Kompas.com - 06/02/2019, 18:19 WIB
Pemimpin fasis Italia, Benito Mussolini. WikipediaPemimpin fasis Italia, Benito Mussolini.

KOMPAS.com - Sebagai seorang yang dikenal sebagai diktator pada masa Perang Dunia II, Perdana Menteri Italia Benito Mussolini begitu disegani.

Dalam menjalankan perannya sebagai pemimpin, terdapat sosok di belakang Mussolini yang mampu membawa Italia ikut Jerman dalam poros fasisme. Sosok itu adalah Galeazzo Ciano, yang juga merupakan menantu Mussolini.

Seiring berjalannya waktu, Mussolini melihat Ciano sedikit bergeser dari alasan awal dalam mendukungnya. Ini disebabkan Ciano menyarankan agar Italia tak terlibat dalam Perang Dunia II.

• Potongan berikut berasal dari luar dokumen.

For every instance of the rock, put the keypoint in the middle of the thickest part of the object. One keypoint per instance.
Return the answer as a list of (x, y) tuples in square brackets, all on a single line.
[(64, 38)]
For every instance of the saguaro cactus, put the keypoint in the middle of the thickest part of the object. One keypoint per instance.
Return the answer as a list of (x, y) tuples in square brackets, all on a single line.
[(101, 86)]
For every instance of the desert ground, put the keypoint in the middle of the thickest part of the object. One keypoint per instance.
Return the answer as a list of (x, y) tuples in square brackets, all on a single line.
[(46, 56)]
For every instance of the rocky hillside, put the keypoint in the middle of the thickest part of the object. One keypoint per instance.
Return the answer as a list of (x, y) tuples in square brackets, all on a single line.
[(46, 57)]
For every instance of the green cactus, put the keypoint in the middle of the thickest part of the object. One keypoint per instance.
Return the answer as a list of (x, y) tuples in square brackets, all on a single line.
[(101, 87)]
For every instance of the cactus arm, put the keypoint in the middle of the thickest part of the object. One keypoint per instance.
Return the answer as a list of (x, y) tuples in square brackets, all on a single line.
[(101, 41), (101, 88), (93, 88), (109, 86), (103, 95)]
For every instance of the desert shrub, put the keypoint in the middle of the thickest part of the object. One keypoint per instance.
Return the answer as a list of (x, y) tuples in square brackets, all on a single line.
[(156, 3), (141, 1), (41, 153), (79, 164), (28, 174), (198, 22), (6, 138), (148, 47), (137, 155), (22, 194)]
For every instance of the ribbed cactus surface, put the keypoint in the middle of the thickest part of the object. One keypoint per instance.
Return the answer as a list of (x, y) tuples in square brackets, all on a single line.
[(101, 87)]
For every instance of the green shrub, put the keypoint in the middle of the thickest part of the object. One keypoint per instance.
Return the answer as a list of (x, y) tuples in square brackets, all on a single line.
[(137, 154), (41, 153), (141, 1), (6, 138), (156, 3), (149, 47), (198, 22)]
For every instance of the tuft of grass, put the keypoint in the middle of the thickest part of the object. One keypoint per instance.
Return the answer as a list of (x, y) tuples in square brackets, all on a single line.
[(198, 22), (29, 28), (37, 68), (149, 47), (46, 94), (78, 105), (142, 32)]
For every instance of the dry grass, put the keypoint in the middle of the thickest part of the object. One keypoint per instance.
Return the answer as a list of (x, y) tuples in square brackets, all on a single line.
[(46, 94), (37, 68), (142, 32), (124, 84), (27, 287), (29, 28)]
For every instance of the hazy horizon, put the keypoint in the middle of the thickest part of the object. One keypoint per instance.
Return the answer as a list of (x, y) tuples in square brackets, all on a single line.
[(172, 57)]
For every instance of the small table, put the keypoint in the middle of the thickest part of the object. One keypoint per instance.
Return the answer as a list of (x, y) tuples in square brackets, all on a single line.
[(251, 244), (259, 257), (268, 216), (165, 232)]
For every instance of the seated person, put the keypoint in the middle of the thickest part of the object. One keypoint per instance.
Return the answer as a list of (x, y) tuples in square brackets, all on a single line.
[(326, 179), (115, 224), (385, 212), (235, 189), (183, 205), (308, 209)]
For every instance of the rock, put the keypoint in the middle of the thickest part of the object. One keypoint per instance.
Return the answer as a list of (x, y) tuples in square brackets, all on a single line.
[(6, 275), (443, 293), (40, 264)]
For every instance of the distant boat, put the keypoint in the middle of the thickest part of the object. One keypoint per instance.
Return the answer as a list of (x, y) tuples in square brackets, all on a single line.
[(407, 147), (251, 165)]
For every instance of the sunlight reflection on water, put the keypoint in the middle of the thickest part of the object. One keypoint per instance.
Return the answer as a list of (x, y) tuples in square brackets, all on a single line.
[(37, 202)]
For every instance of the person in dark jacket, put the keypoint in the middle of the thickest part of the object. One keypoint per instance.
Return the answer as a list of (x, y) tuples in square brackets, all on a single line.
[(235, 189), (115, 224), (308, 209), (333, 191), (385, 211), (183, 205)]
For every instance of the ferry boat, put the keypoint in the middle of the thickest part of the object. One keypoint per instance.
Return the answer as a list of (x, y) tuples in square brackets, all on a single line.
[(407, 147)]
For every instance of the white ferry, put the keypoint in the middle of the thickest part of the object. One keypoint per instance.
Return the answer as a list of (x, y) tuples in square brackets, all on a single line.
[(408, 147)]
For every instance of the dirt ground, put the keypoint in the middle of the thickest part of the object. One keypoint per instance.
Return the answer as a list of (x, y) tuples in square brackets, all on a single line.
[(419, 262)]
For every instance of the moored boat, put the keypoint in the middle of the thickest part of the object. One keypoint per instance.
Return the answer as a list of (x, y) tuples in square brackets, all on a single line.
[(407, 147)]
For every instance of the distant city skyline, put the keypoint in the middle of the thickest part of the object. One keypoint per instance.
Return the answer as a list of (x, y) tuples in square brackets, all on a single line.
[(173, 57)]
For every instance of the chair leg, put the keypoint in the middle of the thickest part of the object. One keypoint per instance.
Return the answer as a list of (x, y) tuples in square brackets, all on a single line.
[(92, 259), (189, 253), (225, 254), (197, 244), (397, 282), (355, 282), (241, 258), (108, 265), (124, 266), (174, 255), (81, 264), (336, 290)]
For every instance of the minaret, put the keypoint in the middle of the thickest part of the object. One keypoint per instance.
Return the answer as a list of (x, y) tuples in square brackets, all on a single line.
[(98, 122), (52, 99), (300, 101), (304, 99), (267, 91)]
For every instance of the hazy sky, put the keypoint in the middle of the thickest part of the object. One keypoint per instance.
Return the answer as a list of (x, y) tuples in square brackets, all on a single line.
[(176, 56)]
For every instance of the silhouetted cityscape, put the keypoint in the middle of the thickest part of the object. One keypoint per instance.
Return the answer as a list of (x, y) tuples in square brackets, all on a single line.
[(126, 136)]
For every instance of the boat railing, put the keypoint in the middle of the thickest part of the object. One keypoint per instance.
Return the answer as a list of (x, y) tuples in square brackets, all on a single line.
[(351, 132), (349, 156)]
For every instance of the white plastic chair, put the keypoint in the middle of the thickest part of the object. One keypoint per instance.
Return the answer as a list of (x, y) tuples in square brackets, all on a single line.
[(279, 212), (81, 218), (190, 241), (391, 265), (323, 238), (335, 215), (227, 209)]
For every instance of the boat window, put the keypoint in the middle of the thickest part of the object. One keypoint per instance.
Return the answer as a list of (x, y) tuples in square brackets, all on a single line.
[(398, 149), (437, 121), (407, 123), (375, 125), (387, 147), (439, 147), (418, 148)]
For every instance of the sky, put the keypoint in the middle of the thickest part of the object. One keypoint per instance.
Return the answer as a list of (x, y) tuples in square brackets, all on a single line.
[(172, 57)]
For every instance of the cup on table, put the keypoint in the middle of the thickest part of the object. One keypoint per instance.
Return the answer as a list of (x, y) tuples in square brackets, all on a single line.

Hingga kemudian, Mussolini menyingkirkan Ciano yang ketika itu menjabat menteri luar negeri Italia.

Dilansir dari laman History, pada 6 Februari 1943, Galeazzo Ciano dipecat dari jabatan menteri luar negeri oleh Mussolini sebagai pemimpin kabinet.

Dia kemudian ditunjuk untuk menempati jabatan baru sebagai duta besar untuk Italia di Vatikan.

Ketegangan antara mertua dengan menantu ini terus berlanjut hingga akhirnya Mussolini dijatuhkan.

Baca juga: Hari Ini dalam Sejarah: Benito Mussolini Dirikan Partai Fasis

Jadi jembatan

Galeazzo Ciano lulus dari Universitas Roma dengan gelar sarjana hukum dan kemudian mulai bekerja sebagai jurnalis. Kemudian, ia memulai karier di diplomatik Italia, dengan bekerja sebagai konsul jenderal di China.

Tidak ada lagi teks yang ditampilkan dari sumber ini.